Looking for some opinions here. I'm working in an ASP.Net MVC2 application. We've built a collection of "domain objects", ie, the data that represents our "real world" problem we're going to solve, and it's also the representation of what will be serialized to the database. Each of these objects has been decorated with DataAnnotations Attributes to denote which properties are required. We plan on doing data validation before the object is persisted to the database.

The app itself is kind of like a "wizard"-- we're going to be configuring various parameters on one of the domain objects we're working with. But, each page of the wizard might be a subset of properties that the domain object might have. We're going to need to have validation on each of those pages, to make sure all required values are input.

Here's my question: If you were in this situation, what you use as your Model for each of these pages? Would you use the entire domain object, or would you build a view-specific model that is a subset of the domain object's properties, then validate that? I'm leaning towards the latter, because it seems cleaner. At some point, you'd take the 3-4 view-models and populate the domain object from those. Then, you'd validate the domain object, and persist that.

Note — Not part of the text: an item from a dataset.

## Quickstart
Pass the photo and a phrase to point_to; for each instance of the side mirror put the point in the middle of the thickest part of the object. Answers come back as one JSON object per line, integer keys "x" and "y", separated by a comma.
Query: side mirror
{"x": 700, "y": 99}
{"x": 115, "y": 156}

Am I off base here? MVC is kind of misleading of a term, in that the "Model" isn't actually what's getting persisted, it's just the data a specific view needs to get its job done.

edit:

As a followup, here's a link I found about doing partial validation on a single domain object:

http://blog.stevensanderson.com/2010/02/19/partial-validation-in-aspnet-mvc-2/

So you can validate a subset of properties on one object, but it just seems really ugly... My argument AGAINST this approach is that reusing the same object in this case just seems lazy-- why not go on and create a view-model specific to your view, and work WITH the platform?

You are right Alex and I agree. What I think that the pain points in ASP.NET MVC are setting up the models - models validation.